Solana-based (SOL) confidential computing startup Arcium has acquired Inpher, a competitor in the Web2 space, exclusively revealed to Lightspeed. This acquisition means Arcium will absorb Inpher’s core team and technology, although the terms remain undisclosed. This move follows recent activity in the crypto M&A space, including Stripe’s acquisition of Bridge, which has sparked hopes of more deals in the industry.

Originally known as Elusiv, Arcium started as a Solana privacy protocol before shifting its focus to confidential computing. In May, the startup announced a $5.5 million funding round led by Greenfield Capital to support the development of fully confidential applications on the blockchain. However, Arcium has not yet officially launched.

When I recently met with Arcium's CEO, Yannik Schrade, at a coffee shop in Manhattan, he emphasized the importance of confidential computing. “Would you share your social security number with me? No?” he joked. Schrade explained that sensitive data on the internet is often encrypted, but decrypting it for processing can create a “single point of failure,” leaving it vulnerable to breaches. He pointed to potential applications like collaborative AI training, which could benefit from confidential computing to protect against data leaks.

Schrade praised Inpher’s team as a “research-driven powerhouse” with a strong background in cryptography. “Now we have a significant number of PhDs in the Solana ecosystem,” he added.
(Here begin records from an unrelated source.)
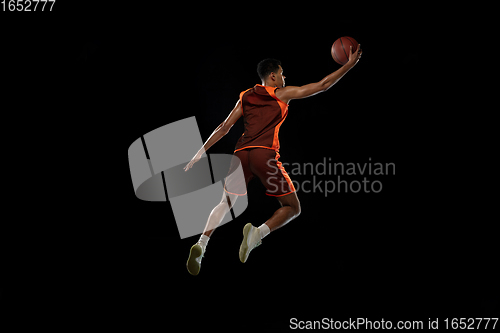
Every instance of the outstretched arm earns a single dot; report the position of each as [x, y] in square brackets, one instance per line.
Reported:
[218, 133]
[288, 93]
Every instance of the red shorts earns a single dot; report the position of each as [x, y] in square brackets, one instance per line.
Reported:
[262, 163]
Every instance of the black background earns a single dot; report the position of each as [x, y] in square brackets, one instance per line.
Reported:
[95, 79]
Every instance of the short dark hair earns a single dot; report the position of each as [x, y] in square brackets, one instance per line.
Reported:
[267, 66]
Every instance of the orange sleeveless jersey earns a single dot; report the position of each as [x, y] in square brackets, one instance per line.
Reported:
[263, 114]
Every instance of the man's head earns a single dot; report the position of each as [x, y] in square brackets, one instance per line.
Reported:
[271, 73]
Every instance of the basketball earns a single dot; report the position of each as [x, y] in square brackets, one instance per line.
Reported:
[340, 49]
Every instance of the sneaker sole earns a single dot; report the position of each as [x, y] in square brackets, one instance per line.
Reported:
[244, 244]
[192, 265]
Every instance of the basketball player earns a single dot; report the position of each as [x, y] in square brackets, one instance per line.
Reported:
[264, 108]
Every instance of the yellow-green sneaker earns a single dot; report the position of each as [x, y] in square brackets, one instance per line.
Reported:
[194, 261]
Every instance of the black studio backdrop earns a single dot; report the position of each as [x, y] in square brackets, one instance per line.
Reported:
[109, 255]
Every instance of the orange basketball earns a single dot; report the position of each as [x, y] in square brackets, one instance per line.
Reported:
[340, 49]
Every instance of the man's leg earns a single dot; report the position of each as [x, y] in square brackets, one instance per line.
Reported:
[252, 237]
[196, 253]
[290, 209]
[219, 212]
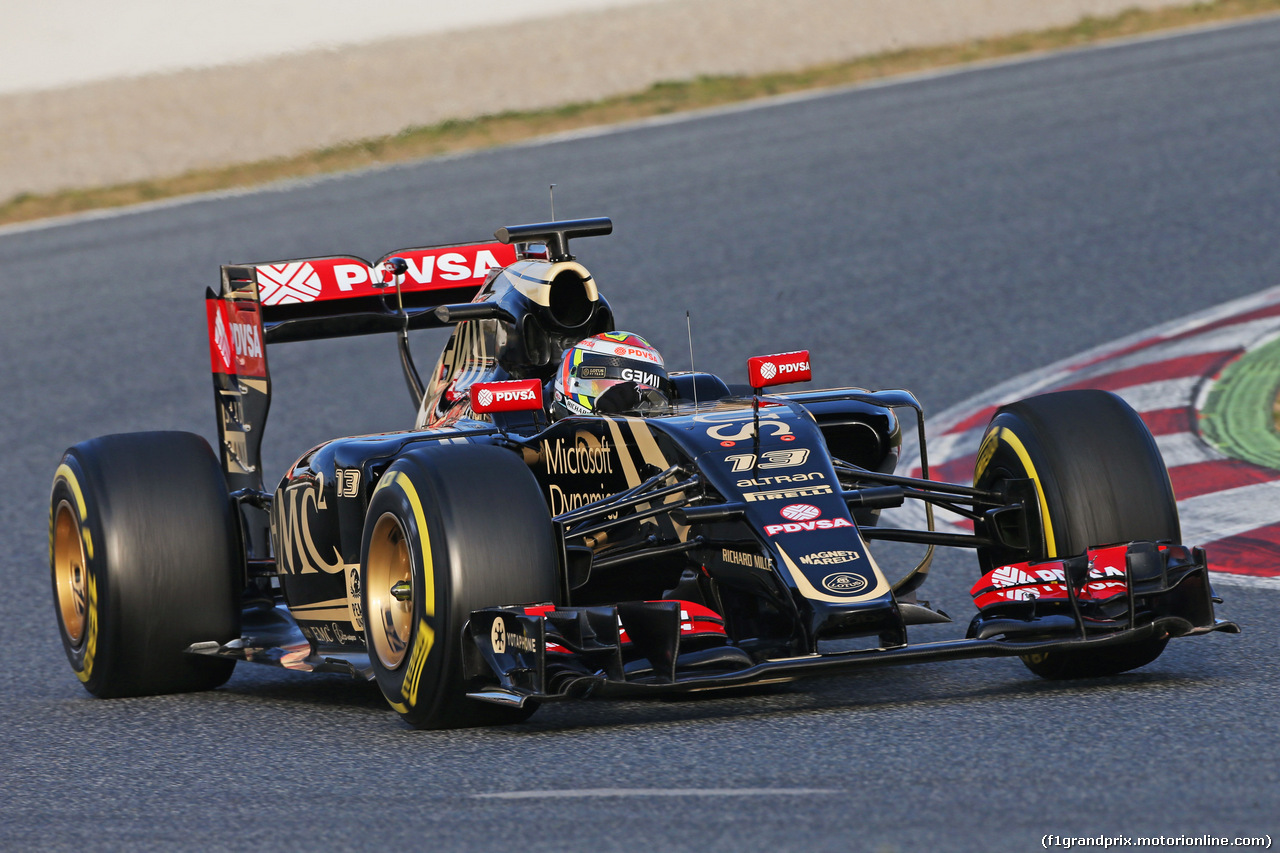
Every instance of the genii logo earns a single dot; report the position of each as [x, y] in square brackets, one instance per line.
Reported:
[521, 395]
[778, 369]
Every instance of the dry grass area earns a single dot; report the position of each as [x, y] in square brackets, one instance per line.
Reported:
[488, 131]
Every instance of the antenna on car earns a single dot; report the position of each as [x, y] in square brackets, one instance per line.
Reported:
[556, 235]
[689, 325]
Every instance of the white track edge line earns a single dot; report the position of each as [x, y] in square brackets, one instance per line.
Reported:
[656, 121]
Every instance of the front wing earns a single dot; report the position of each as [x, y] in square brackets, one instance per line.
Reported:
[1104, 598]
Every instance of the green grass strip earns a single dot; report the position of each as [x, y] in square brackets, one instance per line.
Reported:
[1239, 416]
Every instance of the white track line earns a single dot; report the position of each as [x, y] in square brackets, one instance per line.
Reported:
[657, 121]
[589, 793]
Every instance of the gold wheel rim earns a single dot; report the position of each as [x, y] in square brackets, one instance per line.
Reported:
[71, 574]
[389, 619]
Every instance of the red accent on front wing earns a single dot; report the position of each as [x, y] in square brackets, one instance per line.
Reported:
[1046, 579]
[695, 620]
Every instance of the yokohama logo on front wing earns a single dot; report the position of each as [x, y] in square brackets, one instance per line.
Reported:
[524, 395]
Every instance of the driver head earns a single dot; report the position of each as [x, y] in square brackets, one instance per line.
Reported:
[611, 373]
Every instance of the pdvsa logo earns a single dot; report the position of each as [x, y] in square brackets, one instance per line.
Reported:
[248, 342]
[506, 396]
[778, 369]
[844, 583]
[224, 347]
[288, 283]
[800, 511]
[807, 527]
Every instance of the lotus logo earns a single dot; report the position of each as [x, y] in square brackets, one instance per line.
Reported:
[844, 582]
[799, 511]
[498, 635]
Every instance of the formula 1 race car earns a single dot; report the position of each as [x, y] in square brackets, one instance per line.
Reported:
[673, 533]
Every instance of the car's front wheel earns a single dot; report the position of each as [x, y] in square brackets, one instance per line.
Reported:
[1098, 479]
[145, 561]
[449, 530]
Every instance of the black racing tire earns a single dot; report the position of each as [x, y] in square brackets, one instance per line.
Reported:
[1100, 479]
[465, 527]
[145, 560]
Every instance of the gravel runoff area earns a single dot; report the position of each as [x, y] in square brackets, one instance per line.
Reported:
[163, 124]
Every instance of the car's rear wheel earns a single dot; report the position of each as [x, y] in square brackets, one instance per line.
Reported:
[1098, 479]
[145, 561]
[449, 530]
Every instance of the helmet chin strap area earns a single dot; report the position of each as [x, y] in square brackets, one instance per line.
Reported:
[630, 396]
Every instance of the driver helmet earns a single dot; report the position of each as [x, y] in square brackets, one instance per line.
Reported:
[615, 372]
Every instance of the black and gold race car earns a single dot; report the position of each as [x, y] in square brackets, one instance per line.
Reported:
[504, 552]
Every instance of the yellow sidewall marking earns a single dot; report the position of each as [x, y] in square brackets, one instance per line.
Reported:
[424, 539]
[65, 474]
[423, 643]
[424, 637]
[1024, 457]
[86, 670]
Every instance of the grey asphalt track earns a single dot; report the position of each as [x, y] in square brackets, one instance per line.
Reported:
[940, 235]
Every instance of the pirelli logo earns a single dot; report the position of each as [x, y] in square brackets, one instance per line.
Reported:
[807, 491]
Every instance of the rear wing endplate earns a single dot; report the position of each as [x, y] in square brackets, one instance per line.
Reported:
[320, 297]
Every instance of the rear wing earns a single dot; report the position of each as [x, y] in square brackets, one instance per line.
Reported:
[321, 297]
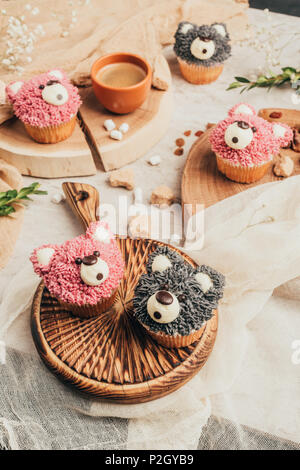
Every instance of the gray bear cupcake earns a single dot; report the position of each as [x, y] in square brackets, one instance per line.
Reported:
[201, 51]
[173, 300]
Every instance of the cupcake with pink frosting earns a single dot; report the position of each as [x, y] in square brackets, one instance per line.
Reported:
[245, 144]
[83, 273]
[47, 105]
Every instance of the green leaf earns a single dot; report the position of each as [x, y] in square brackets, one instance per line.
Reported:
[242, 79]
[234, 85]
[6, 210]
[289, 70]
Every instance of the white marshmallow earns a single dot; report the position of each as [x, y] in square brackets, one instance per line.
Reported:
[124, 127]
[117, 135]
[109, 125]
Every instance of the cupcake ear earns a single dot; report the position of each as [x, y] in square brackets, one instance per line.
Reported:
[221, 29]
[99, 232]
[283, 134]
[242, 108]
[205, 281]
[12, 89]
[184, 27]
[41, 258]
[57, 74]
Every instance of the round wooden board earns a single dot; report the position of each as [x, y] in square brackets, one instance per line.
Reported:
[75, 155]
[112, 356]
[202, 183]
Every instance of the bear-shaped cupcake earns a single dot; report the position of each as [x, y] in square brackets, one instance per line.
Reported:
[47, 105]
[245, 144]
[173, 301]
[83, 273]
[201, 51]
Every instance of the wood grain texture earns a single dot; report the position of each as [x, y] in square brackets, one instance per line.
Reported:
[202, 183]
[112, 356]
[10, 226]
[147, 125]
[71, 157]
[83, 200]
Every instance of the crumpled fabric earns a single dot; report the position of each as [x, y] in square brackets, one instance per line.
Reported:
[250, 379]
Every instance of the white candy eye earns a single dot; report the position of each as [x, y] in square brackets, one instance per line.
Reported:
[238, 135]
[93, 272]
[55, 94]
[163, 307]
[203, 49]
[161, 263]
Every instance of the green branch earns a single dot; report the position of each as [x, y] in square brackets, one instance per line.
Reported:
[12, 196]
[288, 75]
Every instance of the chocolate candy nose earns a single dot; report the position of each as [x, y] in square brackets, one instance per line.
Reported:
[89, 260]
[164, 297]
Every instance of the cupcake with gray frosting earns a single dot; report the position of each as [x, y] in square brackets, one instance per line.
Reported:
[201, 51]
[173, 301]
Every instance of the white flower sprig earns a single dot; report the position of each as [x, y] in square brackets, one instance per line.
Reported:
[268, 39]
[20, 41]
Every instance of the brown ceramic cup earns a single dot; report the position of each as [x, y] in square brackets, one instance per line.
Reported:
[121, 100]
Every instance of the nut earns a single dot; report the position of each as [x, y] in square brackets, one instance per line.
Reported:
[162, 195]
[122, 178]
[284, 166]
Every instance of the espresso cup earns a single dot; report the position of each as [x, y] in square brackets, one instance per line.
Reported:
[121, 100]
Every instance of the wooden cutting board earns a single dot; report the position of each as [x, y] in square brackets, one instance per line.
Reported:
[147, 125]
[202, 183]
[112, 356]
[74, 156]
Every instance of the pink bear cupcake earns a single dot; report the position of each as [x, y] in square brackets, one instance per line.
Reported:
[246, 144]
[47, 105]
[83, 273]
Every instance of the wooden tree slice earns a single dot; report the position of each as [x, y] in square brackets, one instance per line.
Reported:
[202, 183]
[72, 157]
[112, 356]
[147, 125]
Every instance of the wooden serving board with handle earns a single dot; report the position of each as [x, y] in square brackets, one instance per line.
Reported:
[203, 184]
[75, 155]
[112, 356]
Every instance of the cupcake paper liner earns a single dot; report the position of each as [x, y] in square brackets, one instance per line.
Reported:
[241, 174]
[198, 74]
[177, 341]
[51, 134]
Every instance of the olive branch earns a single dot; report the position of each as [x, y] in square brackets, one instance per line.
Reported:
[288, 75]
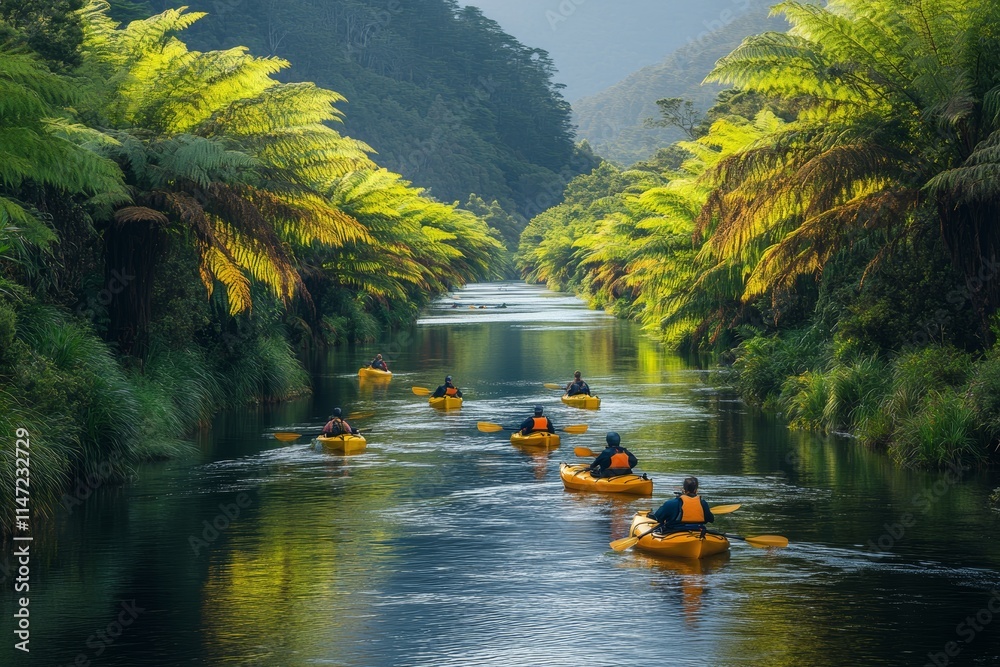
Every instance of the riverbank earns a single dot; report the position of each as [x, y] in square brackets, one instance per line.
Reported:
[936, 407]
[416, 538]
[93, 416]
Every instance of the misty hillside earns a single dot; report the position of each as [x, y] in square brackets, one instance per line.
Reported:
[442, 93]
[612, 121]
[596, 43]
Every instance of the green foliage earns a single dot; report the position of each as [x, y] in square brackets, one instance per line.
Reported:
[763, 363]
[856, 392]
[939, 433]
[804, 399]
[614, 120]
[984, 398]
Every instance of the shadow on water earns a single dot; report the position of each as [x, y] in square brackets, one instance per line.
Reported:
[441, 545]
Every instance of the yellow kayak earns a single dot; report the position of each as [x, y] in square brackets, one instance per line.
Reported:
[583, 401]
[578, 478]
[445, 402]
[682, 544]
[345, 444]
[540, 440]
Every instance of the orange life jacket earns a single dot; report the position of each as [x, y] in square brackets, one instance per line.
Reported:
[620, 460]
[691, 509]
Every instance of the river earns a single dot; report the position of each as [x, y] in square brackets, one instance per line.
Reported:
[442, 545]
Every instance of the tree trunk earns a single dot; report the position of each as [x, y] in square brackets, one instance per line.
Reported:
[132, 251]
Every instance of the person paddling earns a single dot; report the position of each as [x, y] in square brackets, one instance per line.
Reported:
[337, 425]
[537, 424]
[687, 511]
[614, 460]
[447, 389]
[577, 386]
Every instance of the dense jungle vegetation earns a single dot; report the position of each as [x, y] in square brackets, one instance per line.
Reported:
[176, 226]
[447, 98]
[831, 224]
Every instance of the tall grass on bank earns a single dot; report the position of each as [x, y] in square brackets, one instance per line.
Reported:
[91, 419]
[932, 407]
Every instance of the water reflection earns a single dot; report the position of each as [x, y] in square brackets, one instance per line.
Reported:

Inpher, backed by investors like JPMorgan and the Amazon Alexa Fund, raised $14 million since its founding in 2016, per Crunchbase. Recently, Inpher focused on providing secure and private AI interactions.

In confidential computing, confidentiality is crucial, allowing multiple parties to collaborate or transact without needing to trust each other. Yet, certain advanced applications, such as zero-knowledge proofs—which verify information without revealing it—are still largely theoretical.

Schrade, with a nicotine pouch tucked in his lip, explained Arcium’s approach: “We’re not just producing academic research that may never see practical use. Instead, we’re building real technology and practical research with user-friendly interfaces that developers can use without needing to learn new concepts.”